Louisiana Secretary of State

Current state flag of Louisiana, 2010.

The Louisiana state flag features a mother pelican piercing her breast with her beak to feed her three nestlings with drops of her own blood. Called a Pelican in her Piety, or a vulning pelican, it’s a ubiquitous symbol of the Catholic Church. Rooted in pre-Christian myths, the Pelican in her Piety is said to have revived her nest of dead baby chicks by feeding them with her blood. That act came to represent Christ’s sacrifice for his flock.

Centered on a blue field, Louisiana’s nest of pelicans hovers atop a white banner, or ribbon, inscribed with the state motto: “Union Justice Confidence.”

Curiously, the brown pelican was not Louisiana’s first bird of choice. Following the Louisiana Purchase of 1803, Governor William C. C. Claiborne picked the bald eagle to officially grace the state seal, the state’s official government emblem. It was a symbolic gesture indicating allegiance to Louisiana’s new American masters rather than its French and Spanish colonial founders.

After Louisiana became the nation’s eighteenth state in 1812, Governor Claiborne replaced the bald eagle with a pelican, most likely to appease the state’s Catholic citizenry (it also helped that brown pelicans outnumbered bald eagles in the state). The switch was met with grumbles elsewhere. “The people of the new State,” a Nashville newspaper editorial commented, “have strange ideas.”

That first seal depicted a Pelican in Her Piety hovering over a nest filled with ten chicks, instead of the traditional three. Except during Louisiana’s Confederate era, when the state legislature adopted a flag featuring a yellow star and thirteen stripes, at least a half dozen different pelican designs have decorated the state seal and flag. The pious pelican sometimes faced left, other times right. Pelican nestlings numbered anywhere between three and a whopping eighteen. Sometimes the mother pelican looked like a vulture, other times a raptor. One seal showed her hovering over the nest, while another common flag design pictured birds that resemble cartoon animation characters.

Most confusing of all, the majority of these designs featured what looked like an American white pelican, a sister pelican species that winters in Louisiana but does not reside in the state year-round like the brown pelican.

In 1912 the state legislature finally officially declared the pelican flag—whatever its design—the official state flag. They didn’t codify the design beyond the following: “the pelican feeding its young, in white in the center, with a ribbon beneath, also in white, containing in blue the motto of the State.”

The state motto, perhaps unsurprisingly, was also not officially enshrined in law. Different versions of the seal and flag have swapped out word ordering, commas, and conjunctions to read, over time: “Justice, Union & Confidence”; “Union, Justice, Confidence”; “Union, Justice & Confidence”; and “Union, Justice and Confidence.”
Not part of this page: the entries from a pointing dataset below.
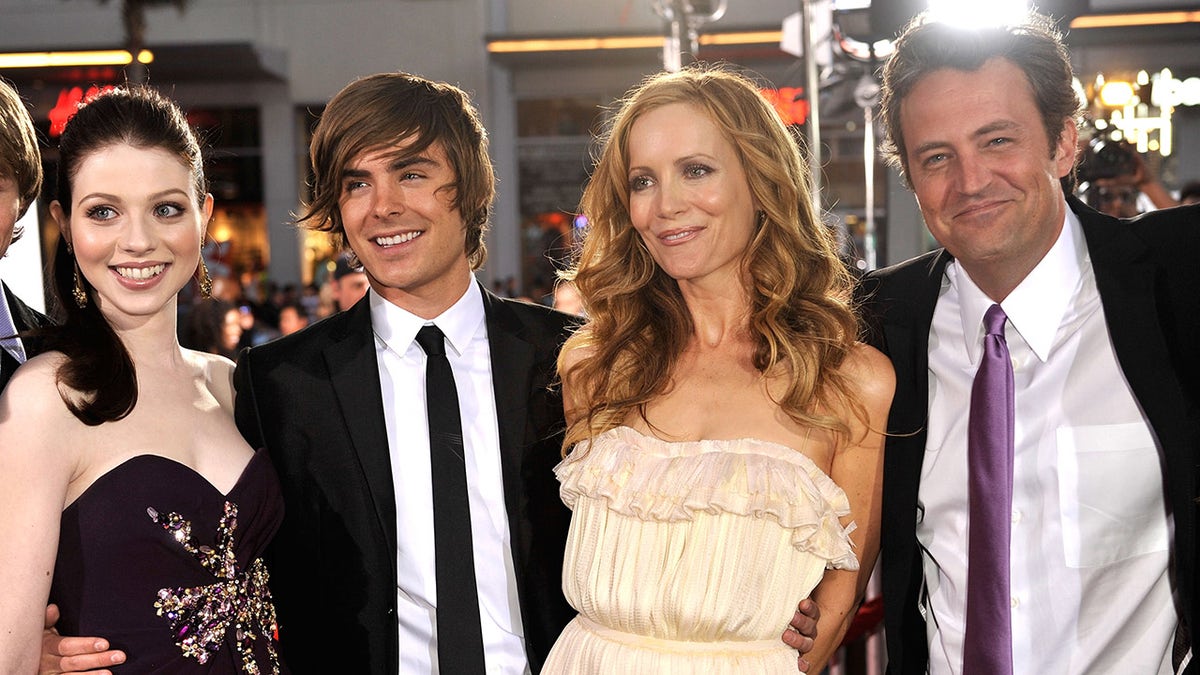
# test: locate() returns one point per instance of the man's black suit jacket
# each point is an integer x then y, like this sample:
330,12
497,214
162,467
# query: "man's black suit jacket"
24,318
313,401
1147,272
In 1958 legislators finally passed an amendment that designated the “pelican”—though a generic, non-designated-species of pelican—as the state bird. Several years later, in 1966, they revised the amendment to name the brown pelican as the state bird. Ironically, because the species’ local population had been recently decimated by pesticide poisoning, there were no brown pelicans living in Louisiana at the time.
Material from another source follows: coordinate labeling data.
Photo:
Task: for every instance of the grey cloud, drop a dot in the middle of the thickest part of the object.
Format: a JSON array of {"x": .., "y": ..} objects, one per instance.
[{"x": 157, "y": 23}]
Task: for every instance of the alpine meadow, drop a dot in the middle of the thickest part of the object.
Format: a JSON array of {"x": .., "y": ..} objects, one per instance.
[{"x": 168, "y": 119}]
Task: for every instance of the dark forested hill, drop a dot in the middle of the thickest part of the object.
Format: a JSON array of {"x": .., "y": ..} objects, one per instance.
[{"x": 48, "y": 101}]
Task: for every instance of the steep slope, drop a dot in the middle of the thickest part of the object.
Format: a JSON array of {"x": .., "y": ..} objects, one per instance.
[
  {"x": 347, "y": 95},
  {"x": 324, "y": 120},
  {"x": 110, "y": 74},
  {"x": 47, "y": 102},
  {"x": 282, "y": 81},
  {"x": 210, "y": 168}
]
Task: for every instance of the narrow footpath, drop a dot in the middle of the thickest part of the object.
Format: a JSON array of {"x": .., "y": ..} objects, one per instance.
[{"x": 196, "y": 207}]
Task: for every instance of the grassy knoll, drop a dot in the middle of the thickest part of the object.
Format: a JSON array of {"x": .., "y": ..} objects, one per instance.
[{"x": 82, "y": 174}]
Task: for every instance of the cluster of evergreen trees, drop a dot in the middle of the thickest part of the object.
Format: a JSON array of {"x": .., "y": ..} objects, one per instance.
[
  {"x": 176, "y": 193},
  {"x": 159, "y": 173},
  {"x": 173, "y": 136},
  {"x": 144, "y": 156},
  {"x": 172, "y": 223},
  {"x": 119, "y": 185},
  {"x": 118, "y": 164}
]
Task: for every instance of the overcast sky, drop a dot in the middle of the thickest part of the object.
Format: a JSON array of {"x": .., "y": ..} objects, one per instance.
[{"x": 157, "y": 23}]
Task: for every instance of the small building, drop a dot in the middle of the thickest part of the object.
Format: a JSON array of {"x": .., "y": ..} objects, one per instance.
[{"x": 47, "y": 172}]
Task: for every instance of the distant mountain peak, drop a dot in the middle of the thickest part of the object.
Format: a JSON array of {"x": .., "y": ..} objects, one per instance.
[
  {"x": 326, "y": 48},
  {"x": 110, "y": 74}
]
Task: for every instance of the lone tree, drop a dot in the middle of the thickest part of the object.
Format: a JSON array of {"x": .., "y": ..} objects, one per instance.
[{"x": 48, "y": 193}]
Debates over the pelican flag made the rounds again in 2005, after David Joseph Louviere, a Houma eighth grader, noticed that a flag he owned, one that had once flown over the state capitol, featured the traditional three drops of blood. Many other flags, he observed, including some that were still flapping across the capitol parade grounds in Baton Rouge, were entirely bloodless, a shrewd cost-saving measure by flag manufacturers. After presenting his findings in a social studies class project, Louviere wrote to his state representative just months after Hurricane Katrina, when the failure of the federal levee system devastated parts of the state. Testifying in Baton Rouge the following year, Louviere said that Louisianans deserve a standardized flag design, “especially during a time like this when Louisiana is in recovery.”

Lawmakers quickly passed a resolution calling for “an appropriate display of three drops of blood.” Curtis J. Vann Jr., the designer of the latest seal and flag, also added a golden-brown tuft of feathers atop the mother pelican’s crown to make the bird look more like a member of her species. The motto, sans punctuation and conjunctions, became simply: “Union Justice Confidence.” That design was made official in 2010.

Still, the new design has its share of detractors, who argue that the stark, white-feathered pelican family continues to resemble the brown pelican’s sister species.